I have just returned from a great conference of educators held in beautiful Victoria BC, hosted by St. Michael’s University School. ISEEN is the Independent Schools Experiential Educator’s Network. Founded 13 years ago with about 10 people, it has grown substantially – there were over 150 participants this past week! I state that if only to underscore the importance or, rise of interest in, and emerging understandings of experiential education.
You would be interested in the work of ISEEN if:
* Your school has an experiential education program
* You are looking for a network of educators to learn with and from about experiential education
* You are looking to ground your experiential education practices in critical theory, pedagogy and in a larger landscape of what other independent schools are doing.
Experiential Education can be captured in 8 core concepts:
* It is cyclical in nature
* Involves alternative roles for students
* Involves alternative roles for teachers
* Strives to engage the whole student
* Grounded in authentic experiences
* Strives to connect to the traditional classroom
* Provides alternative pathways for assessment
* Shifts the balance between content and process
What stood out to me at this conference was seeing schools practicing an array of these concepts and sharing in common frustrations. For example, The Hotchkiss School has an incredible Farm Program that is directed by Charles Noyes – a board member for ISEEN. He shared many common challenges that I too am experiencing.
I raise this to show that while Ex-Ed has increased in its uptake in the conversation around educational shifts in pedagogy and assessment, there is still a long way to go. But what this conference made me think about is:
If we know that Ex-Ed is, and how it can be successful, then why do we still share these common challenges?
I think that the answer lies in what experiential education is, in and of itself. Ex-Ed is about the learning journey. This journey has not destination, no final recipe or playbook for excellent Ex-Ed – it is a journey that schools undertake, and like students themselves, each school is unique, has different interests (priorities), passions (strat plan), ability (resources – financial and human) and drives (enrolment).
One thing that Jessie Barrie, Ex. Director of ISEEN, mentioned was that recognizing and sharing that these similar processes are part of Ex-Ed is a way to build bridges between the Ex-Ed and the traditional classroom. These bridges are key to spreading the understanding of, and uptake of Ex-Ed within the classroom. Unlike these similar processes, the Kolb cycle can be entered at any phase, which makes it very accessible.

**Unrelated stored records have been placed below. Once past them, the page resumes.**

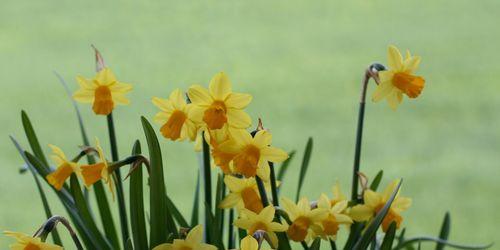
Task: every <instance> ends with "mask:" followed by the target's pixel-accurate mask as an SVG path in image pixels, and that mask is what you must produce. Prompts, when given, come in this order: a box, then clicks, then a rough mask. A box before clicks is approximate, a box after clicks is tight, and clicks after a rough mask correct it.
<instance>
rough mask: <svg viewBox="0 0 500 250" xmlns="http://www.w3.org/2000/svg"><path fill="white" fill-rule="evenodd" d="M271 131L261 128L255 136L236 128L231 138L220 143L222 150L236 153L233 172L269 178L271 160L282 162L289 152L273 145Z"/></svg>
mask: <svg viewBox="0 0 500 250" xmlns="http://www.w3.org/2000/svg"><path fill="white" fill-rule="evenodd" d="M271 141H272V135H271V133H269V132H267V131H265V130H261V131H258V132H257V133H256V134H255V136H254V137H252V135H251V134H250V133H249V132H248V131H246V130H235V131H234V132H233V133H232V138H231V140H229V141H227V142H224V143H222V144H221V145H220V150H221V151H223V152H227V153H232V154H235V156H234V158H233V160H232V162H231V165H232V166H231V167H232V170H233V172H235V173H238V174H242V175H243V176H245V177H247V178H248V177H253V176H255V175H258V176H259V177H260V178H261V179H262V180H264V181H267V180H268V179H269V173H270V169H269V162H282V161H284V160H286V159H287V158H288V154H287V153H286V152H285V151H283V150H281V149H278V148H275V147H271V146H270V145H271Z"/></svg>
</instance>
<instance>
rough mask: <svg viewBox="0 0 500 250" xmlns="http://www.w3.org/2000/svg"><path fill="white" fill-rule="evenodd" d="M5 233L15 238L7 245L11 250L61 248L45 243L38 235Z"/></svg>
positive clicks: (53, 248)
mask: <svg viewBox="0 0 500 250" xmlns="http://www.w3.org/2000/svg"><path fill="white" fill-rule="evenodd" d="M4 234H5V235H7V236H9V237H12V238H14V239H15V240H16V242H15V243H13V244H11V245H10V246H9V247H10V249H11V250H62V249H63V248H62V247H61V246H58V245H54V244H50V243H45V242H43V241H42V240H41V239H40V238H39V237H31V236H29V235H26V234H23V233H17V232H11V231H5V232H4Z"/></svg>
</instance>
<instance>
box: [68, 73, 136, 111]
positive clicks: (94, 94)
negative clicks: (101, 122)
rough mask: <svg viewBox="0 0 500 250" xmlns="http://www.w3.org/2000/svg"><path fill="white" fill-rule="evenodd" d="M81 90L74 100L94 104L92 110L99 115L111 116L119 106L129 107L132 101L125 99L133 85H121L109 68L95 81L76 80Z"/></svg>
mask: <svg viewBox="0 0 500 250" xmlns="http://www.w3.org/2000/svg"><path fill="white" fill-rule="evenodd" d="M76 80H77V81H78V84H79V85H80V89H79V90H77V91H76V92H75V94H74V95H73V98H74V99H75V100H77V101H79V102H84V103H92V110H94V113H95V114H97V115H109V114H110V113H111V112H112V111H113V109H114V108H115V106H116V105H117V104H121V105H127V104H129V103H130V101H129V100H128V99H127V98H126V97H125V94H127V93H128V92H129V91H130V90H132V85H131V84H127V83H121V82H118V80H116V77H115V75H114V74H113V72H111V70H110V69H109V68H104V69H102V70H101V71H99V72H98V73H97V75H96V76H95V77H94V78H93V79H85V78H83V77H81V76H78V77H77V78H76Z"/></svg>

While at ISEEN, I was exploring different definitions and iterations of what Ex-Ed looks like at different schools. It was so great to share resourcs, challenges and opportunities. Many conversations reminded me of this great video – where I was heavily undervaluing my experience and ideas given the esteemed company I was in. Many had been in Ex-Ed for decades, and I am in my 2nd year.
But one of the best speakers was Andy Rodford – Acting Head of SMUS when he greeted ISEEN with “I have a confession to make: “Hello, my name is Andy, and I am an experiential educator.” He went on to explain how he defined himself as one – it wasn’t complicated, it wasn’t complex, it was honest and open and accessible. So I spent some time sharing my ideas with others, listening to the ideas of others, and trying to integrate it through a filter of my own school’s experiences, needs and drivers.
One of the best resources that I’ve come across is from LEEDS BECKET: http://skillsforlearning.leedsbeckett.ac.uk/preview/content/models/index.shtml
Check it out. Because my name is Garth Nichols, and I am an Experiential Educator – and (spoiler alert!) you are too!